But the first inkling that the relationship between the two partners might fray came soon after the founding of the acquisition company. According to court documents, Hurley’s original vision had been that FN would purchase 100% of the equity of small wealth management firms. Hurley himself had a 19% ownership, one of the documents said. But Milstein’s intention was different. Milstein’s 75% ownership was held through Emigrant Bank/EB Safe, and he wanted FN to structure the investments not as equity but as transition-financing debt held by Emigrant, which reduced the number of wealth management firms FN could target from approximately 18,000 to about 400, the document said. (The remaining 6% ownership was held by FN management.)
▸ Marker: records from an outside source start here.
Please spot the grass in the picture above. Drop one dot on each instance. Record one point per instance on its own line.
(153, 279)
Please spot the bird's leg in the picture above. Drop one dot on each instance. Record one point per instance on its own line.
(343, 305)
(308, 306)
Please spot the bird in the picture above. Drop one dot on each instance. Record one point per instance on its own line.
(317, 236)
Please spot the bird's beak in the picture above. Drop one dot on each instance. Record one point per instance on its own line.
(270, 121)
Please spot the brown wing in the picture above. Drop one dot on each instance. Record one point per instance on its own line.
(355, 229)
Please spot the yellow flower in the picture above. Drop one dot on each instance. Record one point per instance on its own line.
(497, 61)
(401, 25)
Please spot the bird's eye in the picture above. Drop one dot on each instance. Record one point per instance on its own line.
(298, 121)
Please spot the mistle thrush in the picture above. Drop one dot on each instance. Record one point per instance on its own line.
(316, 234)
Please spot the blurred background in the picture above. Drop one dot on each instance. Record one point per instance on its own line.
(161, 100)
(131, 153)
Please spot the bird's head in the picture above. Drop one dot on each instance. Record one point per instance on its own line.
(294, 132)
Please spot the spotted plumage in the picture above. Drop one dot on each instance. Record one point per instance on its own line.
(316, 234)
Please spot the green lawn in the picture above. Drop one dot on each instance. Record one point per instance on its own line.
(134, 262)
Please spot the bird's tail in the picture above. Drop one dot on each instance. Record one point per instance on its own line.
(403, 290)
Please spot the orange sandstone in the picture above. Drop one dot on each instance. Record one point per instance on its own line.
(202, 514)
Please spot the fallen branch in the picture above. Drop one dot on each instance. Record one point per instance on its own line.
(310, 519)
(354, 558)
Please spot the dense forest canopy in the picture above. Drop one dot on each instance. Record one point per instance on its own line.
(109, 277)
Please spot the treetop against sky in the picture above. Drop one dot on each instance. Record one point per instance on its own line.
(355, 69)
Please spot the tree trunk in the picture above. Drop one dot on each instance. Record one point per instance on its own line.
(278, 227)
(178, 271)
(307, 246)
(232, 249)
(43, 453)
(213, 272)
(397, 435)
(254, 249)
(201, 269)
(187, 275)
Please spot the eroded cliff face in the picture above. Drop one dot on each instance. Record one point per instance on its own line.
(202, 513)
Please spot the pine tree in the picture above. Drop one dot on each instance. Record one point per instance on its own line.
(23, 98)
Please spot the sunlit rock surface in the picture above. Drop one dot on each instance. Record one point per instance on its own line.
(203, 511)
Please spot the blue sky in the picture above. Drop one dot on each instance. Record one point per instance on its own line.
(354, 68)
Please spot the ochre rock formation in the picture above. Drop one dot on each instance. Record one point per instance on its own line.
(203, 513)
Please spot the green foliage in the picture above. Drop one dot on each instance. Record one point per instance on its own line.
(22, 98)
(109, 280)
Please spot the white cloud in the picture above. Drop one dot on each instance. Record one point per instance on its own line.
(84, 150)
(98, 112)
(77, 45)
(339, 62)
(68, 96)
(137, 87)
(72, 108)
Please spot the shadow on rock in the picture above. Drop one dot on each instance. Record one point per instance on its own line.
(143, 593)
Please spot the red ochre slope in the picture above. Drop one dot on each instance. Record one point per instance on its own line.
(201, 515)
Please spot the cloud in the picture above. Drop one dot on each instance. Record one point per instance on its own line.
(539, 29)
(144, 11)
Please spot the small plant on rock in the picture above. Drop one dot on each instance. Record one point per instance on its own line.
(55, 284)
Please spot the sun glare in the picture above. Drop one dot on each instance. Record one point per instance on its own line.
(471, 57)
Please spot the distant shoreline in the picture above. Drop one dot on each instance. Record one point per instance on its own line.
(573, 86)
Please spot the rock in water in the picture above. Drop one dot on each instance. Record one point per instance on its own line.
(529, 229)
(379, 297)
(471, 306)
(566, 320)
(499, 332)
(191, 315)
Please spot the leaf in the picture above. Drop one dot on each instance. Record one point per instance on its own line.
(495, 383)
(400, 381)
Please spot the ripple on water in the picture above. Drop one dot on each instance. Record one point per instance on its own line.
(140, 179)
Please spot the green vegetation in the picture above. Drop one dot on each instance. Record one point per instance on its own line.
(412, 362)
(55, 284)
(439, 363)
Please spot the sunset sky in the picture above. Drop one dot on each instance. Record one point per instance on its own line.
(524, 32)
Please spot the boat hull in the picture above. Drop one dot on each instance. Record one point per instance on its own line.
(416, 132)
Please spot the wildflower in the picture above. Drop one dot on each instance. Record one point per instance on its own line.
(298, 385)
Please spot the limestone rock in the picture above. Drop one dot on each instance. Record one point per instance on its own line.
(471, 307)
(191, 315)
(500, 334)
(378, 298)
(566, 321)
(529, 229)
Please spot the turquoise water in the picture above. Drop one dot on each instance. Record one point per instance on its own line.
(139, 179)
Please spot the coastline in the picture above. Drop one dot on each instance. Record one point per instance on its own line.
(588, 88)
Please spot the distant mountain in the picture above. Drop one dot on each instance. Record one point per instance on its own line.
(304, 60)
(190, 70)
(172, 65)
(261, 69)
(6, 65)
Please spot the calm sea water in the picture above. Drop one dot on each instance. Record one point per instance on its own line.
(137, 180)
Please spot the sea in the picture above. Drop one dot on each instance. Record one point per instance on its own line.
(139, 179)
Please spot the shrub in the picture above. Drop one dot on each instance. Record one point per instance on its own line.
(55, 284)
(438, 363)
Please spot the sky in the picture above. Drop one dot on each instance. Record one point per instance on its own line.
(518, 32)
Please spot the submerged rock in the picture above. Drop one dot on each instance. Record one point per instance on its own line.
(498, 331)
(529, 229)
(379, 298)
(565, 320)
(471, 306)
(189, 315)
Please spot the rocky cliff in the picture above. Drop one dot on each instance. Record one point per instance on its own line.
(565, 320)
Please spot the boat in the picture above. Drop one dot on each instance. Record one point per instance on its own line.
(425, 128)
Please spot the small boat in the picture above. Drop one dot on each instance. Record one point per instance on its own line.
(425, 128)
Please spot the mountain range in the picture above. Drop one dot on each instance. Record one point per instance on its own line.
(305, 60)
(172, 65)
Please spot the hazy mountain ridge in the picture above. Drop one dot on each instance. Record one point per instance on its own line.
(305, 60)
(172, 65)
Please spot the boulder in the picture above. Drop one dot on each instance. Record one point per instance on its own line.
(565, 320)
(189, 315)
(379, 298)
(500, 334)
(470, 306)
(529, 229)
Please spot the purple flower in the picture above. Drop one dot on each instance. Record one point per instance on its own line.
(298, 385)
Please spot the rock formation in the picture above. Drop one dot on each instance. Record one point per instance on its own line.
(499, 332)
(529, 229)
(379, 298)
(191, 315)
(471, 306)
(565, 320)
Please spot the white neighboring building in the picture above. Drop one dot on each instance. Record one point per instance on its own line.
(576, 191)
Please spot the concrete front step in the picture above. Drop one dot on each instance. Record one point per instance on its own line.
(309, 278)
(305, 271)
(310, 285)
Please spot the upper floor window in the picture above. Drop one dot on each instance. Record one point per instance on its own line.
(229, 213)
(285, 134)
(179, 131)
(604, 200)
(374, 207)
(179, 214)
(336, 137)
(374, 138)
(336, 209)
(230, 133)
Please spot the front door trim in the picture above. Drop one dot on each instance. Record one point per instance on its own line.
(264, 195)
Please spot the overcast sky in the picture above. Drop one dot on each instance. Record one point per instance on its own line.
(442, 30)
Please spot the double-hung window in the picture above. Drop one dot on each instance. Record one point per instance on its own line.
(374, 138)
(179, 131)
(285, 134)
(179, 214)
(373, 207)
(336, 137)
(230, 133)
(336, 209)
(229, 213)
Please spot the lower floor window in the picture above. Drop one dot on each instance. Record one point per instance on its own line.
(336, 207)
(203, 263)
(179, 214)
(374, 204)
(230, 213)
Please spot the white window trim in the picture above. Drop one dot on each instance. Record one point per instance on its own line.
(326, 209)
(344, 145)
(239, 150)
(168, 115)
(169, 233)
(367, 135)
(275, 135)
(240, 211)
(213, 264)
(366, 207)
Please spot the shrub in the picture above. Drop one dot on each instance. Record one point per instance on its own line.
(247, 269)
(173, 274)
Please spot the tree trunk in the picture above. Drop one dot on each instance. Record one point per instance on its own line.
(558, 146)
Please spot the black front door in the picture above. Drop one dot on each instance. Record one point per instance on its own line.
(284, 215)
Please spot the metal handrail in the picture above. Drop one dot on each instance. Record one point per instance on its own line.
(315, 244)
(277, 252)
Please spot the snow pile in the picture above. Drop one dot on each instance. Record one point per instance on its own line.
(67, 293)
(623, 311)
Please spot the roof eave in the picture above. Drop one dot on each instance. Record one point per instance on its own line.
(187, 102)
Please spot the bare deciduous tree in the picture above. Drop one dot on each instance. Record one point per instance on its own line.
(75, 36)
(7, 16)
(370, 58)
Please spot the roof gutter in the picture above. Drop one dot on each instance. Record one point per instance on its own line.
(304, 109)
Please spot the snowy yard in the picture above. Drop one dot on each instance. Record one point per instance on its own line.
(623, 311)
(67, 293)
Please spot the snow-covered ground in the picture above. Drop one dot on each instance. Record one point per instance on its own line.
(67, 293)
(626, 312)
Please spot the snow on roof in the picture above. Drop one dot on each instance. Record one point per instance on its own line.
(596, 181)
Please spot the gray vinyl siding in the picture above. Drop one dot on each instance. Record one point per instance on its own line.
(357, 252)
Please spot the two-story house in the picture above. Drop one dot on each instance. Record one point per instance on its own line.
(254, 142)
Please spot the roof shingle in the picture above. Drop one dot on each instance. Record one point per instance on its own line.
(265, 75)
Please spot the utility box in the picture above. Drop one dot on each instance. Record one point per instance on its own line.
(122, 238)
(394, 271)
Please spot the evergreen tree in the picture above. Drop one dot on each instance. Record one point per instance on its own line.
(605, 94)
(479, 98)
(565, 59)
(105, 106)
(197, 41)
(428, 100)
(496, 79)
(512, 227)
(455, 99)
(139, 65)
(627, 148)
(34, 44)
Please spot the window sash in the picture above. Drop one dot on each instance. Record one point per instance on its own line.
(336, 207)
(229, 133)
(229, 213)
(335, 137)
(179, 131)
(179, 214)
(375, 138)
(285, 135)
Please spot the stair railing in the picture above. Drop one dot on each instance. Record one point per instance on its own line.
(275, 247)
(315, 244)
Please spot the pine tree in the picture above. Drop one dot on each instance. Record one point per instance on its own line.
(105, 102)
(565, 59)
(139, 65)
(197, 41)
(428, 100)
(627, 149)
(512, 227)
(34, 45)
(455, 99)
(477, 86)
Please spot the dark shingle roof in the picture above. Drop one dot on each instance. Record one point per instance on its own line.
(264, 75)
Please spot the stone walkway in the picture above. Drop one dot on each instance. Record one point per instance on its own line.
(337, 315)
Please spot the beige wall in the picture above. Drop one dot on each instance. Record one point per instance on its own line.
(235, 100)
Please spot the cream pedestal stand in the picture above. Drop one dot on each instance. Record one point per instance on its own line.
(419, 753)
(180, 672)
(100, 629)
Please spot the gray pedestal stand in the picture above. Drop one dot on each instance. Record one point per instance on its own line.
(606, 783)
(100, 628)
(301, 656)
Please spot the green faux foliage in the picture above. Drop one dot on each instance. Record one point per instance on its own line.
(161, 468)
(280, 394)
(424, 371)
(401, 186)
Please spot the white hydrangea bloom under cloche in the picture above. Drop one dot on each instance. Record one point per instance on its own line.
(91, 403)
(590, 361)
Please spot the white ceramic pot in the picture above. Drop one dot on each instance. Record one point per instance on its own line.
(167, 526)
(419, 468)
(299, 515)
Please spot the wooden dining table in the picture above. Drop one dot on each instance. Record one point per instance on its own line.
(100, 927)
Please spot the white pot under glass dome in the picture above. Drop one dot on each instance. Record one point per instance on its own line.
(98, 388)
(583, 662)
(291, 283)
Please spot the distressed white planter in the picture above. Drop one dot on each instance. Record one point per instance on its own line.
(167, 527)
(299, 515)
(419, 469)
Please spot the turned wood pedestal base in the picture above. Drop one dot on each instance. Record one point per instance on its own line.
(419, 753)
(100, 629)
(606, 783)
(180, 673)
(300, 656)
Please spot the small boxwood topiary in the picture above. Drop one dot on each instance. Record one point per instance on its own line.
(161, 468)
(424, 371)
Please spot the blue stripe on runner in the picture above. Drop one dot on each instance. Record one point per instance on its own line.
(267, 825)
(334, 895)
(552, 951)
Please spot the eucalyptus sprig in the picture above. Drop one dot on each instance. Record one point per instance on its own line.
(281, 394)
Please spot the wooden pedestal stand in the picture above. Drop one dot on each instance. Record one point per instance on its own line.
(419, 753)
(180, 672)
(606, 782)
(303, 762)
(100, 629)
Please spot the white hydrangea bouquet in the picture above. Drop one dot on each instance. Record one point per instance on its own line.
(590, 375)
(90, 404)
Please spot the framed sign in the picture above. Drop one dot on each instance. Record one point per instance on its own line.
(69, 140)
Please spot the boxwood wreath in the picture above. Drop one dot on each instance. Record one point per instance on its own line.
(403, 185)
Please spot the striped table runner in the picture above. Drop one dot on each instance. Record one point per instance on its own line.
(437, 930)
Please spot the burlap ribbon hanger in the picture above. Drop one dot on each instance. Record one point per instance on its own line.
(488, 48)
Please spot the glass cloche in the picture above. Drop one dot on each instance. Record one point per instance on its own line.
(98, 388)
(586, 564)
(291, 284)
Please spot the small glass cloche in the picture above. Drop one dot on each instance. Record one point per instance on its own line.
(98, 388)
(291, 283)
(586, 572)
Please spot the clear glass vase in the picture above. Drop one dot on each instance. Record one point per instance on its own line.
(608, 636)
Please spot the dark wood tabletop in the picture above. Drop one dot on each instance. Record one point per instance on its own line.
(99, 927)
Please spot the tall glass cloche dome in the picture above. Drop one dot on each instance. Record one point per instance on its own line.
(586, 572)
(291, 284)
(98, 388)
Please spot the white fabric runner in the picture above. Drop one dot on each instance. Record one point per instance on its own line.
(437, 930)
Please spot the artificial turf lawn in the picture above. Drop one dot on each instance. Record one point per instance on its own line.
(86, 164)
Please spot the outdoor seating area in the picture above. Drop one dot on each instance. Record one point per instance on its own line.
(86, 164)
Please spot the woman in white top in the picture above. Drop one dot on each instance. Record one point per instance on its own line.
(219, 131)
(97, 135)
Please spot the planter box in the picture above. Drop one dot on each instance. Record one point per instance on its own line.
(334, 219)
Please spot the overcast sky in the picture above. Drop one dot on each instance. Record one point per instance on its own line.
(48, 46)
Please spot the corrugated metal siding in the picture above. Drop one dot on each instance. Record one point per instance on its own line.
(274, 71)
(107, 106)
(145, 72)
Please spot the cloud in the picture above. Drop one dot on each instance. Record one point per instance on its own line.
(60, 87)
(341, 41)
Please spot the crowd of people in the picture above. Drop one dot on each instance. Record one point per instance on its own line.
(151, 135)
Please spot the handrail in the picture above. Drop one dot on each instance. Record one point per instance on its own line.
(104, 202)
Ultimately Hurley acquiesced and accepted Milstein's plan and, from 2007 on, publicly stated numerous times that minority equity stakes acquired with debt was the plan. But when the LLC agreement allowed Hurley to get out of the deal in December 2016 by forcing a sale, he did just that.

The process for sale had been laid out in the LLC agreement as follows: If Hurley forced a sale, Milstein (through Emigrant/EB Safe) could exercise a call right prior to the selection of a banker, or by making an offer to Hurley and other management to purchase the remaining 25%. If Milstein didn’t exercise the call, or made an offer that was rejected, then an investment bank would be engaged for the sale and a negotiating committee would evaluate the offers, with the highest bidder winning.

However, Milstein then had one more shot at acquiring the 25% stake at a price corresponding to that highest qualifying bid under a right of first refusal, plus a 10% break-up fee for the winning bidder.

After Hurley gave written notice he was exercising his forced sale right, EB Safe initially waived its call right, but then initiated the first arbitration to reclaim that right as FN moved on to find an investment bank. The first tribunal’s decision in August 2017 allowed the sale to go forward but declared that EB Safe’s call right could be reinstated in August 2018 if the sale process, which was to take 12 months, was not successful. And that’s when the acrimony started heating up, the documents indicated.

Between August 2017 and the next arbitration four months later, the two sides disagreed on who the investment banker would be, the role of the FN Board and the negotiating committee, the kinds of disclosures that would be made to bankers in the running, the format of choosing a banker (one side wanted to subject candidates to a “bake-off”), and, most importantly, the method of valuation for FN, according to the documents, as Hurley argued that Milstein was now had the incentive to get the lowest price possible for FN.

In November 2017, another Emigrant Bank-launched company called HPM Partners sold for $77.1 million, or 29.73x EBITDA. This was a registered investment advisor and a stand-alone wealth management business that was intended to be a firm aggregator like FN.

According to Hurley, the two businesses were enough alike that the HPM valuation could apply to FN. According to Milstein/EB Safe, HPM was a wealth manager and not a specialty lender to wealth managers, so the multiple was immaterial. The panel ruled that the two businesses were comparable and that the valuations should have been disclosed to the investment banker.

In addition to these disagreements, both sides were quoted in the financial press in ways the other side found objectionable, including the dissemination of a lowball valuation for FN of $70 million to $80 million.

The second arbitration was initiated in December 2017, again by EB Safe and this time to prevent Hurley from participating in various aspects of the sale process. The second tribunal found in Hurley’s favor and allowed the 12-month clock on the sale process to start again.